我期待的不是雪
Just like any other Asian daughter, I was brought up by tiger parents with endless music lessons in my childhood. I finished my Diploma in piano, and despite so, to abandon them when my career took off in adulthood. (“It would be good to learn music as a child,” they say, “but don’t pursue music as a career!” they also say.) Having been classically trained, I developed an acute sensitivity to music - one that naturally intertwines songs with key memories in life.
A week ago, I found a spot at my favourite cafe at Cluny Court, with a pot of tea and croissant, I sat down with my laptop, motivated to clear my backlog of work. I plugged in my headphones and opened Spotify. The breathy vocals of 我期待的不是雪 washed over me - each word tender and intimate, like a careless whisper in my ear. A hit from two years ago, the song had once become an earworm for me - not just because of the melody, but because at that time its lyrics gave voice to a love I longed for, a love I once believed I had found in my ex.

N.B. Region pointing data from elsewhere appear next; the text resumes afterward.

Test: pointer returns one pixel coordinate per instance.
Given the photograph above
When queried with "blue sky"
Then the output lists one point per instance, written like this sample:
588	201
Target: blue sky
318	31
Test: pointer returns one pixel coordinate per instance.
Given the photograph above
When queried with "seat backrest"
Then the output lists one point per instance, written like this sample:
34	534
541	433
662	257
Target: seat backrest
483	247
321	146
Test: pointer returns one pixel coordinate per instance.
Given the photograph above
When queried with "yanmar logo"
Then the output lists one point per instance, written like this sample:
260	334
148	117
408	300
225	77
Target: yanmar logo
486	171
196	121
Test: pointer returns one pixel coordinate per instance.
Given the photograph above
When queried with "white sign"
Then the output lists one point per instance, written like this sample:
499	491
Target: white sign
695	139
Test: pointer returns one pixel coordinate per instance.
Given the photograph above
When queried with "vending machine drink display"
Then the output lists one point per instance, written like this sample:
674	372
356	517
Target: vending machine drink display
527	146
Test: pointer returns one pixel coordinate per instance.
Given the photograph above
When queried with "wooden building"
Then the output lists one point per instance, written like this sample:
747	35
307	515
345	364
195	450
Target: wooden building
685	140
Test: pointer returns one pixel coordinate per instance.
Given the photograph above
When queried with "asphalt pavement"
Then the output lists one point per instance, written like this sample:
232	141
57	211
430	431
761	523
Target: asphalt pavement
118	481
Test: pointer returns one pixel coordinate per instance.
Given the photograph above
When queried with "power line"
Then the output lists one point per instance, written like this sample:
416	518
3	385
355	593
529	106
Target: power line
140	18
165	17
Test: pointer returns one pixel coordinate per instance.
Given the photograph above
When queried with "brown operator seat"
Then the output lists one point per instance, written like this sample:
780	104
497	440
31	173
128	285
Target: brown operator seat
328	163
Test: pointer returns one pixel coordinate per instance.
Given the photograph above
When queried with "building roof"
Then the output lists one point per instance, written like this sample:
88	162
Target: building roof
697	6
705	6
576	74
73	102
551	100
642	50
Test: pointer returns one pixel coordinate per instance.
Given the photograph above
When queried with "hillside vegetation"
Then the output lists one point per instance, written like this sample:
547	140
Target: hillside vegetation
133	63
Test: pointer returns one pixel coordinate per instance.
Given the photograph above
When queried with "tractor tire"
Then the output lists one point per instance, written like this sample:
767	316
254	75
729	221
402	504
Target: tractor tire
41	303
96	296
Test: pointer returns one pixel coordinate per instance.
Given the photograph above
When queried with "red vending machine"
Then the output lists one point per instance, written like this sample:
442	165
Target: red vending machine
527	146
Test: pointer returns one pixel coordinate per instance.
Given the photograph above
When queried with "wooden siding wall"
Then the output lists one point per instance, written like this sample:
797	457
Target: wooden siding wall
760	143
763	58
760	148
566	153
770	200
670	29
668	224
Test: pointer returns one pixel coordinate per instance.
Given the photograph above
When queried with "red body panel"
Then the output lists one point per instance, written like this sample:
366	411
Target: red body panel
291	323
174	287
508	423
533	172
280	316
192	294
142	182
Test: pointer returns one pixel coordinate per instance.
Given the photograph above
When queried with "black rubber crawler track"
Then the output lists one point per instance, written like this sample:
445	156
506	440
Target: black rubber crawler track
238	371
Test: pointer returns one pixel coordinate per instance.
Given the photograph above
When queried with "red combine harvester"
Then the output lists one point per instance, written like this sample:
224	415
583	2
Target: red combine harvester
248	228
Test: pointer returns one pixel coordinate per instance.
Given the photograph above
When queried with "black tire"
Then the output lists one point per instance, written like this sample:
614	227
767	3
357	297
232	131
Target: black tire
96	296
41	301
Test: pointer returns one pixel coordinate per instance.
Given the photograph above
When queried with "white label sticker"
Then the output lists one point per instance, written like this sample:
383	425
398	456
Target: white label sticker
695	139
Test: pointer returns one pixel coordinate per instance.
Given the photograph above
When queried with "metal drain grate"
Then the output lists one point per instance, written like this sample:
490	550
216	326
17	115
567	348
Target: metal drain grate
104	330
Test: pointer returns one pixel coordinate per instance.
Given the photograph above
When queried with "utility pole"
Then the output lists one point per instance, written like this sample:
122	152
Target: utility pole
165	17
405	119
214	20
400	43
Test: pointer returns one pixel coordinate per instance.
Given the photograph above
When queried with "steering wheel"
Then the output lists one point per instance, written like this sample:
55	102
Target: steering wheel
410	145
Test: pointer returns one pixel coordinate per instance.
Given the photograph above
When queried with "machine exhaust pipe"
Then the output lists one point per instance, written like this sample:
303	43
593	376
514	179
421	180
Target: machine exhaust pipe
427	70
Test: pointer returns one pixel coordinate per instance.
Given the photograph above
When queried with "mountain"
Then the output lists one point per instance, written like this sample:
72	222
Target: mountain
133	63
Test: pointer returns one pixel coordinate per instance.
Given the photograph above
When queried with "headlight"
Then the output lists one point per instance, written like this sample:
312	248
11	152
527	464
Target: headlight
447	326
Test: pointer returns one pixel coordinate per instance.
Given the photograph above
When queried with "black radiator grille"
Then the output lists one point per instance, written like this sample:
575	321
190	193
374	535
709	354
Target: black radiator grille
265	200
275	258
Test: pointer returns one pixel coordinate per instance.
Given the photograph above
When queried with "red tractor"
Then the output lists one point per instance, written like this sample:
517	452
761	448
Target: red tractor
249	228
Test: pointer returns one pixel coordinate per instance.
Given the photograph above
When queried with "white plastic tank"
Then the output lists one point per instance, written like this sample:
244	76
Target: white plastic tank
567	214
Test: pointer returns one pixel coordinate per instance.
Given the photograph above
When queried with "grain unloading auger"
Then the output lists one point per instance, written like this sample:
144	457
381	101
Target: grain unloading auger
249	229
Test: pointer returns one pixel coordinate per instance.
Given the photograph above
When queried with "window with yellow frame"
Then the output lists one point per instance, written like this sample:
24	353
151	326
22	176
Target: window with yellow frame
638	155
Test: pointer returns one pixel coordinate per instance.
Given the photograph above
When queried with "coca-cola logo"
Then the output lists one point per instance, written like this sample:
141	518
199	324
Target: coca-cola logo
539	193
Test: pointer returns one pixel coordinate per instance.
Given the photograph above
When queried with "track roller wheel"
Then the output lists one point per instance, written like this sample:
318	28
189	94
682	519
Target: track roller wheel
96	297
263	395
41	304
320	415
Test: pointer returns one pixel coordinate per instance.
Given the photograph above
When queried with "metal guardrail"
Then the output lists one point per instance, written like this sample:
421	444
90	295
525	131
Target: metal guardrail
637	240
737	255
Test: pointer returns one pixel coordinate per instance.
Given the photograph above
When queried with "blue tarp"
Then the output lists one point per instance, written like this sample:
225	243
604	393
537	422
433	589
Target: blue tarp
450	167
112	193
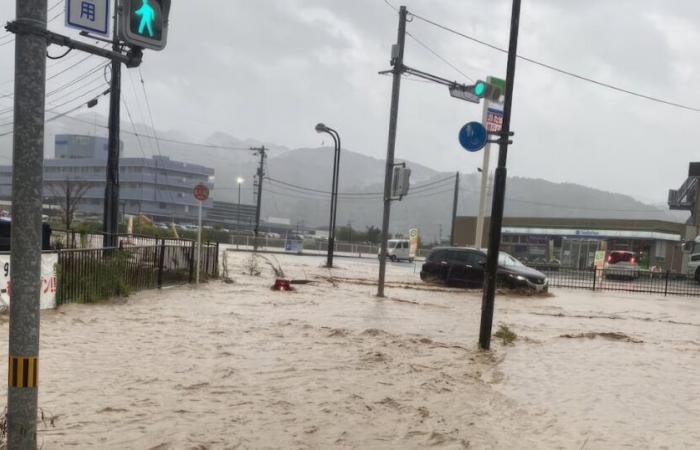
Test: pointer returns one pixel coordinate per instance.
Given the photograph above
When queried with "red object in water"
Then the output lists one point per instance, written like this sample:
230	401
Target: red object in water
282	285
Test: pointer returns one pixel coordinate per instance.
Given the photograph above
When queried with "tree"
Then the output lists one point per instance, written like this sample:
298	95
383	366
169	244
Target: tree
67	195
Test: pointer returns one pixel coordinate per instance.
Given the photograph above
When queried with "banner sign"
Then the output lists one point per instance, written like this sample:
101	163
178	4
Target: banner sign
49	282
413	235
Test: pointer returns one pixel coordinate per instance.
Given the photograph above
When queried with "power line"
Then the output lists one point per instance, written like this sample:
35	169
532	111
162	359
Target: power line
59	114
559	70
424	188
555	205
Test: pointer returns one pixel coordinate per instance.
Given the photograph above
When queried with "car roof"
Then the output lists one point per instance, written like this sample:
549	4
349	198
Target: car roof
482	250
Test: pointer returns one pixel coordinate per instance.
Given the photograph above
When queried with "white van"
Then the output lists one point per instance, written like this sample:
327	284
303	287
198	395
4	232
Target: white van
397	249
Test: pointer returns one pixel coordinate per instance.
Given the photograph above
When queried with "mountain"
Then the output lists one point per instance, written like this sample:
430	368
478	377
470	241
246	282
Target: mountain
298	182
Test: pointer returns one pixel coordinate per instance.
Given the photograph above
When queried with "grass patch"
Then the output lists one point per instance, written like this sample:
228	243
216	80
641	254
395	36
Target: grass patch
506	335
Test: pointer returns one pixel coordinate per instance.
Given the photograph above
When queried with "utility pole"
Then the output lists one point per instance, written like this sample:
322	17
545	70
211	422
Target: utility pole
110	224
397	63
27	182
262	151
487	305
455	200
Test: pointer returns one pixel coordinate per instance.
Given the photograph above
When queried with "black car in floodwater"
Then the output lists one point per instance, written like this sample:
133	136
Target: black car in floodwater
466	266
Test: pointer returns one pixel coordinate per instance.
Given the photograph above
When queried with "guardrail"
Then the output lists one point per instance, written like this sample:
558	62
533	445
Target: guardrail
650	282
90	275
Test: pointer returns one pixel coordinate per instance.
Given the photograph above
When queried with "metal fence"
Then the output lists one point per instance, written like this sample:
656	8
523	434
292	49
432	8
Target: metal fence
75	240
89	275
658	282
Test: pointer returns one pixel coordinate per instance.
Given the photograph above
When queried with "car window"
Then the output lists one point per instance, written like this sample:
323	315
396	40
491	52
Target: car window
475	258
459	256
506	260
438	255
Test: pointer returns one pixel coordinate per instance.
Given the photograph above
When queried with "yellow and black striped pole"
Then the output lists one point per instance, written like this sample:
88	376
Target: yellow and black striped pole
23	372
25	257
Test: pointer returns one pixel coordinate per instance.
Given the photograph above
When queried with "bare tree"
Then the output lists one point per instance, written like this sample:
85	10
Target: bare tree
67	195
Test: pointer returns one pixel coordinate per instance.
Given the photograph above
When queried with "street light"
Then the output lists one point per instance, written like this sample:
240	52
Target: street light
239	181
321	128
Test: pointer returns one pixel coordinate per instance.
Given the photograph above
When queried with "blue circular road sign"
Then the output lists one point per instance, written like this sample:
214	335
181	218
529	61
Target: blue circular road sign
473	136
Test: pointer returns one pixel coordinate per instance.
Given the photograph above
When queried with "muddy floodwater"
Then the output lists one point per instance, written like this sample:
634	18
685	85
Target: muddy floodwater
331	366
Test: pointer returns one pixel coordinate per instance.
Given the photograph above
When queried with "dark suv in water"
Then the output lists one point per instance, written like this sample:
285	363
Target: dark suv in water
465	266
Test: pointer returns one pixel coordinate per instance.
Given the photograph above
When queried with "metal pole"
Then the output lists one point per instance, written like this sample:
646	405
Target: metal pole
487	305
397	62
27	182
199	242
454	209
238	211
479	237
334	198
337	182
336	176
111	201
261	175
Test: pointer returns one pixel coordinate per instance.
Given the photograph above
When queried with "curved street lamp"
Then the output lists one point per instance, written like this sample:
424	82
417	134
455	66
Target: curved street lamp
321	128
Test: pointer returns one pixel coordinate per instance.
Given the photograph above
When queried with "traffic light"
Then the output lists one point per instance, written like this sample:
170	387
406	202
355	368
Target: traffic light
144	23
486	90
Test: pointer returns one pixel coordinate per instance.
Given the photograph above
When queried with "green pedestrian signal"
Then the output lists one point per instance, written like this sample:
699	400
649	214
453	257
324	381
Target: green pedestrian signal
144	23
146	17
480	88
486	90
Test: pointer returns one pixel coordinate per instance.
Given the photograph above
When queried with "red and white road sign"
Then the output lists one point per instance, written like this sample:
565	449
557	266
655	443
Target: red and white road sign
201	192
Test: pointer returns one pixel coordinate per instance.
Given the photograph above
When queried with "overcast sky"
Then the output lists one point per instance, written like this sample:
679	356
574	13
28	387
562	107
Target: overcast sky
272	69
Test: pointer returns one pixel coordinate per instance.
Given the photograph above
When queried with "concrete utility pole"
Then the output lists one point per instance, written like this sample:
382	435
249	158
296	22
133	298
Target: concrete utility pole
262	151
27	183
479	237
455	200
110	223
487	305
397	63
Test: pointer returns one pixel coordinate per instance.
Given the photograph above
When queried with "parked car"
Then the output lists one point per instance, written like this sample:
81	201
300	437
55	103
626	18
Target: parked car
466	266
397	249
622	264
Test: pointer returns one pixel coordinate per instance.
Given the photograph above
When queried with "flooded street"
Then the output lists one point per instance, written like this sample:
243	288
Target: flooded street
329	365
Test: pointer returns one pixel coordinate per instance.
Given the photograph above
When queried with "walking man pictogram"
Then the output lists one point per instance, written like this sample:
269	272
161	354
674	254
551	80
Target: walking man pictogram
148	15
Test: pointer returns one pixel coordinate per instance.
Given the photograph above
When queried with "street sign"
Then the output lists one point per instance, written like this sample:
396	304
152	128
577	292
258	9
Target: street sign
494	120
413	234
499	84
88	15
473	136
201	192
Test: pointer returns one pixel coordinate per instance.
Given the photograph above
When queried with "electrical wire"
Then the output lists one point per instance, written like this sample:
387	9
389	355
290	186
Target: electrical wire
59	114
415	189
555	205
441	58
559	70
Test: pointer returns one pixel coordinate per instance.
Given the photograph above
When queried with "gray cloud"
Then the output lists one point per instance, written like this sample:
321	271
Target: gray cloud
271	69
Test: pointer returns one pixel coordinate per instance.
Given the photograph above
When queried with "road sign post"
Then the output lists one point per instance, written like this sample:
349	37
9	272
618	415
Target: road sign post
493	121
473	136
88	15
488	301
201	193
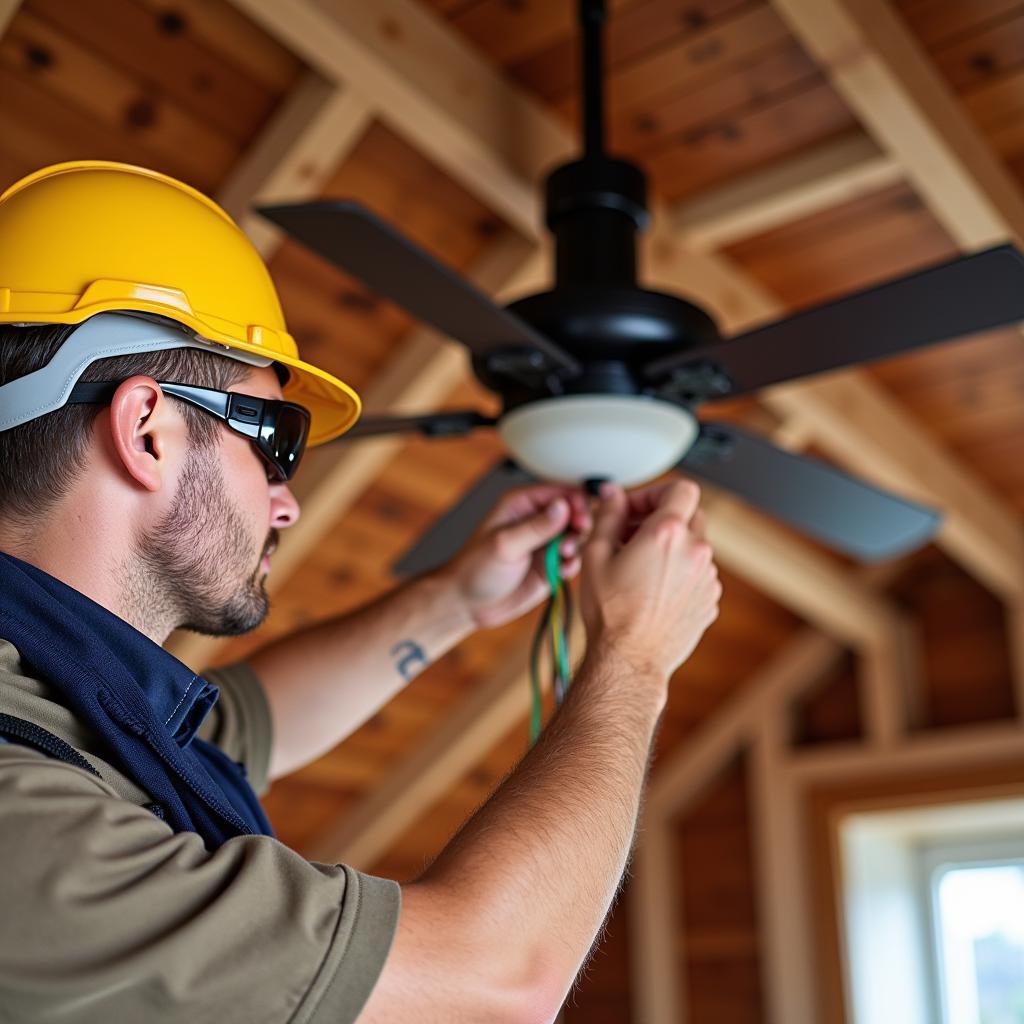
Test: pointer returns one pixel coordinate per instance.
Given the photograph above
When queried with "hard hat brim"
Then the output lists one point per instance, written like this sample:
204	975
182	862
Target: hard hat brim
333	406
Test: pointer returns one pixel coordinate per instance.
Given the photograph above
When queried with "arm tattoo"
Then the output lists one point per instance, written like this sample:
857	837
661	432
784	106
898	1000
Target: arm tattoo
412	658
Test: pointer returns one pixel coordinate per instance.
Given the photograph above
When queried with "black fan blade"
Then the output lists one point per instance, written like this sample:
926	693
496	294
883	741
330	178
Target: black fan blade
429	424
448	536
962	297
844	512
360	243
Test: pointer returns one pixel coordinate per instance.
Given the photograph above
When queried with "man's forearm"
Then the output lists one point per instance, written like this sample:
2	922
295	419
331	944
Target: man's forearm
325	681
537	868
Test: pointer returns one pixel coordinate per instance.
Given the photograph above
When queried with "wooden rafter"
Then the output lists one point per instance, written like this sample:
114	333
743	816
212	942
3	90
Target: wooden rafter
833	173
883	73
316	127
782	894
889	81
432	89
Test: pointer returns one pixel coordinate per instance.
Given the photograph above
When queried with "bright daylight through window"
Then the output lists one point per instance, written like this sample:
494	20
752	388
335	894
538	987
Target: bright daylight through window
979	919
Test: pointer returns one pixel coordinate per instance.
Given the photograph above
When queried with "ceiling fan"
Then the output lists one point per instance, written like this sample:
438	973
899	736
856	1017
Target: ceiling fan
600	378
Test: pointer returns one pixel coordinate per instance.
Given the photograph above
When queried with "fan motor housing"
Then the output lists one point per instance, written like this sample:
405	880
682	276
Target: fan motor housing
614	332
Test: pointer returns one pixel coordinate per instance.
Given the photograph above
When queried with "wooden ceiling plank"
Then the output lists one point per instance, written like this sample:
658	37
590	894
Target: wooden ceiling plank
8	8
433	89
315	128
886	77
857	423
797	577
832	174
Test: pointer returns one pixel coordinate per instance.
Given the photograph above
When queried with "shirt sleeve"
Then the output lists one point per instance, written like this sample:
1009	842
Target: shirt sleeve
109	915
240	722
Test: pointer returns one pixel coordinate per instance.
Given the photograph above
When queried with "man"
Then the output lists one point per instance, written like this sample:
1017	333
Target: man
152	411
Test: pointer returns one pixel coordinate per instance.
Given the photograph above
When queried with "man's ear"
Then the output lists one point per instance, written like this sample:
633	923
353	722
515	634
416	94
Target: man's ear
143	428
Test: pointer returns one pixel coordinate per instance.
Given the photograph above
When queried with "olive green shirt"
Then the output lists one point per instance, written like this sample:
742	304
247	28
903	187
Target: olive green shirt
108	915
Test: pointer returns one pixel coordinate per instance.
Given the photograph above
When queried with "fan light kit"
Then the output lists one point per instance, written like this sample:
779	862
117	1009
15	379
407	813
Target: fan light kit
626	438
601	378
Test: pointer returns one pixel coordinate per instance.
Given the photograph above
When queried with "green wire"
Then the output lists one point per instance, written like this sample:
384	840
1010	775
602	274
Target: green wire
552	564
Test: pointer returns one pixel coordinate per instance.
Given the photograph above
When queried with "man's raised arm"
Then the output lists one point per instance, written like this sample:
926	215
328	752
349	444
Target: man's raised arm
498	928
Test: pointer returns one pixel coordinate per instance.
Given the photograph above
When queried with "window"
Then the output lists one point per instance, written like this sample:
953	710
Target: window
932	911
976	904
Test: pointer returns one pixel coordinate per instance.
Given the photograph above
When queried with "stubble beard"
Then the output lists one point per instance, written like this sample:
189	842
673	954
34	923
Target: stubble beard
198	558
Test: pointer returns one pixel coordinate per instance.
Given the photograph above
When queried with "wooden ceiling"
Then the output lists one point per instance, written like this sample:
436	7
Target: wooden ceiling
705	94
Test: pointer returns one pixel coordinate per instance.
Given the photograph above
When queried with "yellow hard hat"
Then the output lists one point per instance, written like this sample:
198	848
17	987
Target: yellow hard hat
91	237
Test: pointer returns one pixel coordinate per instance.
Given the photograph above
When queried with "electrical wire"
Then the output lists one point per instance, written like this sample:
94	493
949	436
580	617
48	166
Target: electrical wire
553	627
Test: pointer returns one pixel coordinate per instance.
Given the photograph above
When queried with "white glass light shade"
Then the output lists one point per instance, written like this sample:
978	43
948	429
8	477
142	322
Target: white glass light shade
624	438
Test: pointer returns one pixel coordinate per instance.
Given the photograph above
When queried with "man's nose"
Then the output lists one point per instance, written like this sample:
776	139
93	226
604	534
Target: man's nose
284	507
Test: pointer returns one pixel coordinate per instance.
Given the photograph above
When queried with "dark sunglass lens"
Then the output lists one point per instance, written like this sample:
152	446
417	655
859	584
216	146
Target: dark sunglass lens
286	439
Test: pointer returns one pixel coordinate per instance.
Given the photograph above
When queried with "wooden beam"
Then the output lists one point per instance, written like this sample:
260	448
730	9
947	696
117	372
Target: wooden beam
657	983
420	376
314	129
434	89
834	173
788	675
469	733
897	92
891	685
1015	637
680	779
859	425
787	968
962	747
808	583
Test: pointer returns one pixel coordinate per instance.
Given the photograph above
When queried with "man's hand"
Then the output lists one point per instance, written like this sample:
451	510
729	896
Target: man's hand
501	576
649	587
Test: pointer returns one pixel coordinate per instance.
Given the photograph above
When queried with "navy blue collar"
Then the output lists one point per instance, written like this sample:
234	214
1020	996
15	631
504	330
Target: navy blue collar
142	702
179	698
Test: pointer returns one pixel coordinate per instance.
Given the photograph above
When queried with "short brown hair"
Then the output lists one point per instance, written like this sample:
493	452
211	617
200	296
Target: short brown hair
40	460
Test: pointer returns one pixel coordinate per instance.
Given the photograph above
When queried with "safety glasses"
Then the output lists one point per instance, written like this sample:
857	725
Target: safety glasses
278	429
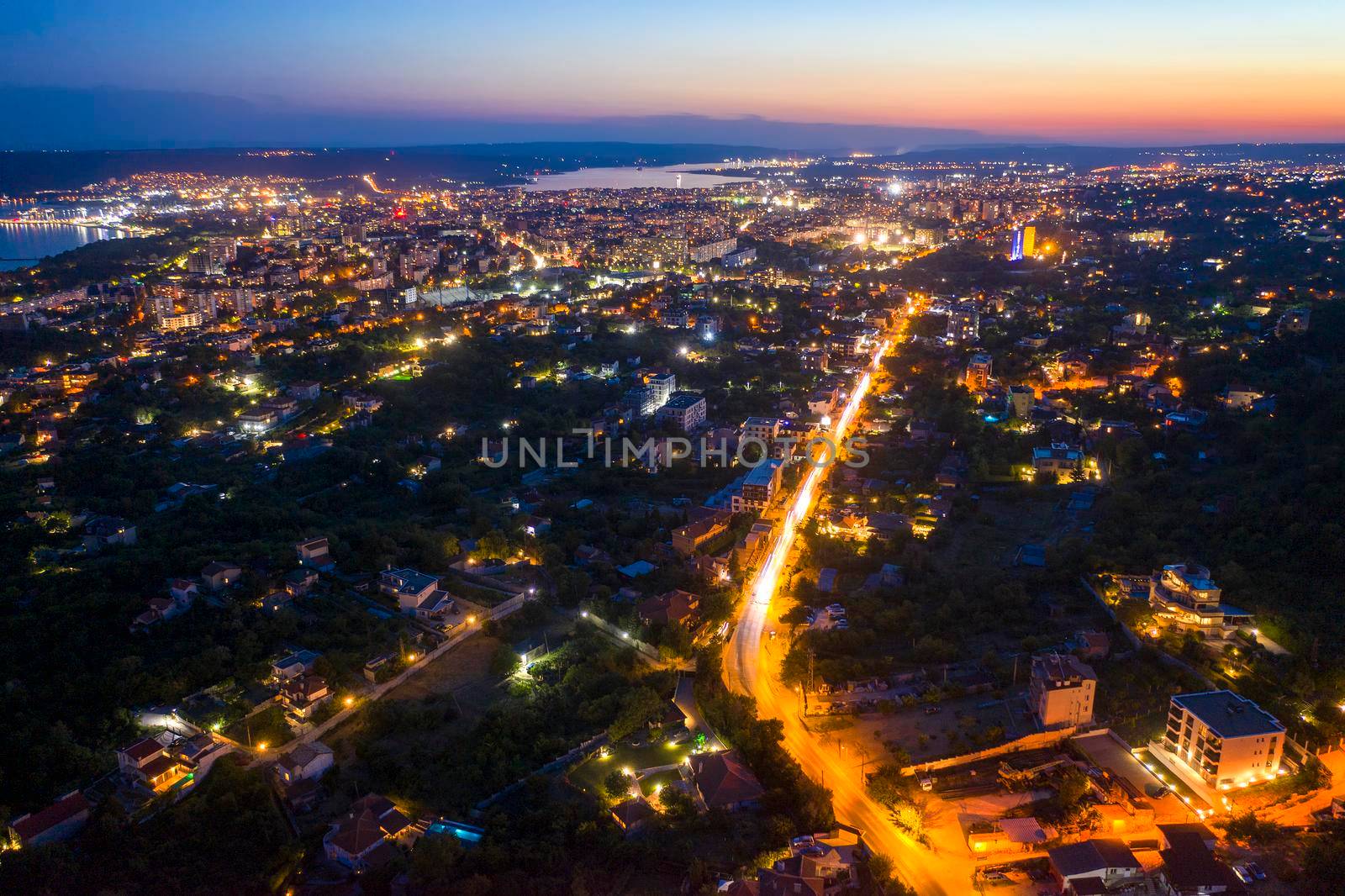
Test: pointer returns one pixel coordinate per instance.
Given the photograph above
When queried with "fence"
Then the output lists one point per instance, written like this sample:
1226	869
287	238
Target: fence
1028	741
1134	640
584	750
649	650
497	613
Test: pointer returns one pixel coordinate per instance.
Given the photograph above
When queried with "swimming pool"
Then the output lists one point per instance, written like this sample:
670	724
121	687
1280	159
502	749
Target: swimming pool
468	833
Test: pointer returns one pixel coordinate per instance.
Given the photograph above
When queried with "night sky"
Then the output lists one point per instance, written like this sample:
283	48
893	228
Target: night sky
1086	71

That jolt of déjà vu reminded me that healing isn’t always about sealing wounds shut - it’s about learning to walk with them, like a familiar refrain that catches you off guard. I allowed the song to wash over me, savoured the memories of what once was, then gently skipped the song ready to close the book on everything that had resurfaced. I chose not to let the chords pull me back into sorrow. Instead, I rooted myself in the present: the room, the breath, the moment. Then I checked my Slack notifications.
Life, I realise, would always be a playlist of our joys and our losses, each song a marker on an evolving timeline of who we had been. I didn’t need the snow to fall again - I needed the thaw that followed, the promise of growth in every melting drop.